A powerful statement of local voice heralded by the unique soundscape of Taonga Puoro closed the 2011 Chamber Music Season. This exciting departure from the usual classical repertoire was applauded enthusiastically by a near capacity crowd in Knox Church an intimate yet ornate venue ideally suited to this sort of event.

Horomona Horo with a pukaea, or Maori trumpet, announced the event and the opening bracket, "Voices of Saints and Angels". While male saints' voices took up the pukaea drone, angelic women's voices sounded from back-stage in Hildegard von Bingen's 12th-century work O Viridissimi Virga. It is worth pausing to consider that these sound worlds were contemporaneous, albeit emanating from opposite sides of the globe. This parallel and apparent disparity becomes the central theme.

Highlights included Douglas Mew's tribute to victims of Hiroshima, Ghosts, Fire, Water. Written in 1972, its distressed line ends on the plea to "love one another", which sadly dates it to an era when many believed this to be an achievable goal. Five works in the bracket "Voices of the Earth and Sea" proved to be the most powerful of the evening. Horo's performance of Christopher Marshall's Horizon 1. Sea and Sky for nose flutes, Helen Fisher's Pounamu and David Hamilton's Karakia of the Stars for choir were all intriguing amalgams of Celtic and Maori modes and tones.

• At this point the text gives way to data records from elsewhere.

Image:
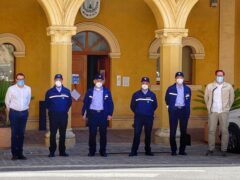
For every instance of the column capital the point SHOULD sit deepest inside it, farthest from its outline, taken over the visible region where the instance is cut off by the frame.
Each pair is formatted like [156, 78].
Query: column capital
[171, 36]
[61, 34]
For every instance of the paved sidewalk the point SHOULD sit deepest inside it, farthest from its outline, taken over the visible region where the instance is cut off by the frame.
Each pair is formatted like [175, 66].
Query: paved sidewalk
[118, 148]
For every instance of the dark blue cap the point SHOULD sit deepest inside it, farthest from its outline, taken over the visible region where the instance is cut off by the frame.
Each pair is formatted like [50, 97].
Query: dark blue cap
[145, 79]
[179, 74]
[58, 76]
[99, 77]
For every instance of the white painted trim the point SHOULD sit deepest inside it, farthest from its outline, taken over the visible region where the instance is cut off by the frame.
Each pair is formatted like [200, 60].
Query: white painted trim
[105, 32]
[15, 41]
[196, 46]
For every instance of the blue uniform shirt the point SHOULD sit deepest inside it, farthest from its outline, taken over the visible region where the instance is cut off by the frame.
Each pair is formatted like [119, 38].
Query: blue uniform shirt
[58, 101]
[144, 104]
[180, 96]
[97, 100]
[108, 105]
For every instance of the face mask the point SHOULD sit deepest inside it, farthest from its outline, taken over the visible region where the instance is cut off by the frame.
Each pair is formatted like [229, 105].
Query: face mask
[220, 79]
[20, 82]
[180, 81]
[98, 84]
[58, 83]
[144, 86]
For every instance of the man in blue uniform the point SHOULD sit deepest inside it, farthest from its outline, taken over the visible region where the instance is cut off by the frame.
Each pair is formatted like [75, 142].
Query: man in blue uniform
[98, 108]
[178, 97]
[58, 102]
[143, 105]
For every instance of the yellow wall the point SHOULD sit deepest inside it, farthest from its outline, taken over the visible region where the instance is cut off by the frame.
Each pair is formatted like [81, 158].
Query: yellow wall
[133, 25]
[28, 21]
[203, 24]
[237, 45]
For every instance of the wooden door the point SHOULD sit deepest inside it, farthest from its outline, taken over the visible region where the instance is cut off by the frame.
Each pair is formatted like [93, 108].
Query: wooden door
[79, 66]
[104, 67]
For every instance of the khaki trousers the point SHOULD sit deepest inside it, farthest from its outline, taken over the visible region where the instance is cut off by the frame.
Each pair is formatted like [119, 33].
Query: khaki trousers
[213, 120]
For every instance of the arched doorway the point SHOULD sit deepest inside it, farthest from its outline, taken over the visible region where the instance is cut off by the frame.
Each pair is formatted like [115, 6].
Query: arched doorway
[90, 56]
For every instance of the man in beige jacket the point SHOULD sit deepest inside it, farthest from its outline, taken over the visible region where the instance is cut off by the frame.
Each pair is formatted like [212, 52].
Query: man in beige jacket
[219, 97]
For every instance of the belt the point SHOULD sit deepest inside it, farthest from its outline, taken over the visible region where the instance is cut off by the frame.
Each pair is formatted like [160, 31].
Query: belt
[18, 111]
[180, 107]
[96, 111]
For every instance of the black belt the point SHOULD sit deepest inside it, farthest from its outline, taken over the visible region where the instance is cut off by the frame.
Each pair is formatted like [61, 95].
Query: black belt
[18, 111]
[96, 111]
[179, 107]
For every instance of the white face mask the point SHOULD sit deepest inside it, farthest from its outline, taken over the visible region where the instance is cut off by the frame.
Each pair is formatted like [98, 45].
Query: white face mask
[58, 83]
[98, 84]
[180, 81]
[144, 86]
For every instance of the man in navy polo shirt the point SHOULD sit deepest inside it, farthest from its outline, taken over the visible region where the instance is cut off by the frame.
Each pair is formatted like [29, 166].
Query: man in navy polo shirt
[98, 108]
[143, 105]
[58, 102]
[178, 98]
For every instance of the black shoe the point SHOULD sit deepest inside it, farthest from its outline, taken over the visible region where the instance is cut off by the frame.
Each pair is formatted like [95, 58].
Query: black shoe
[64, 154]
[14, 158]
[51, 155]
[209, 153]
[182, 153]
[91, 154]
[22, 157]
[132, 154]
[149, 154]
[224, 153]
[103, 154]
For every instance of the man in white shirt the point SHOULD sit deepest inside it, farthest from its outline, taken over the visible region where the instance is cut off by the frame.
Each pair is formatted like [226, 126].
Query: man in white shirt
[219, 97]
[17, 101]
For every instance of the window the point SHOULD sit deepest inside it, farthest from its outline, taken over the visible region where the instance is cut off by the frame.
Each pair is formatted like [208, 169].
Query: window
[7, 61]
[90, 42]
[187, 64]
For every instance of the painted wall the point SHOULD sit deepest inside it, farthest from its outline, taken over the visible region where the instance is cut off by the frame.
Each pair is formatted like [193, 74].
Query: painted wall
[28, 21]
[133, 25]
[203, 24]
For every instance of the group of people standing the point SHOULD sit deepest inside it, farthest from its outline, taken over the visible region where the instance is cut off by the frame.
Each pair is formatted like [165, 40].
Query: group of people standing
[98, 109]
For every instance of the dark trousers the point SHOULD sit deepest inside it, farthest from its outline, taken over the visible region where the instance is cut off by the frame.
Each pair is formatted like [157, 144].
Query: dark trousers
[139, 123]
[58, 121]
[182, 116]
[97, 120]
[18, 120]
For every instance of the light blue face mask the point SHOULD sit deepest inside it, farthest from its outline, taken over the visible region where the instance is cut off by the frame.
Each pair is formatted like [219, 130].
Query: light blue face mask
[220, 79]
[20, 82]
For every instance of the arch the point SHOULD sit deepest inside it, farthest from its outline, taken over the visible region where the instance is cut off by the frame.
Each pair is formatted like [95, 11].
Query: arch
[105, 32]
[15, 41]
[196, 46]
[173, 13]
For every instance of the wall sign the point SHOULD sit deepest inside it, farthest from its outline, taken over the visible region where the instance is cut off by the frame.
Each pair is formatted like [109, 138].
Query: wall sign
[90, 8]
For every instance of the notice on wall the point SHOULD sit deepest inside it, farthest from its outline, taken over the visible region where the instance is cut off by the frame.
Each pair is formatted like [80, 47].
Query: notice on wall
[126, 81]
[119, 80]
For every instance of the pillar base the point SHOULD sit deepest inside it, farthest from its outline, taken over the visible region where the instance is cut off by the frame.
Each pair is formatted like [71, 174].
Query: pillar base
[69, 142]
[162, 136]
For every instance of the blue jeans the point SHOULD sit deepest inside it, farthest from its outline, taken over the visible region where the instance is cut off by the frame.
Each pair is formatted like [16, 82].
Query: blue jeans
[178, 115]
[18, 120]
[58, 120]
[95, 120]
[141, 121]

David Griffith's settings of Brasch's poems Oreti Beach and Mt Iron were musically muscular but put Brasch into a light unsympathetic to the contemporary perspective on our identity. The programme notes would have better remembered Oreti Beach for its toheroa than for Burt Munro - that lemon-growing petrol-head. Eriksson's arrangement of Purcell's Music for a While was pure beauty summing the power of music.

A special tribute is due to the choir with special note to its soloists, to director Karen Grylls and to Chamber Music New Zealand for a welcome celebration of our music.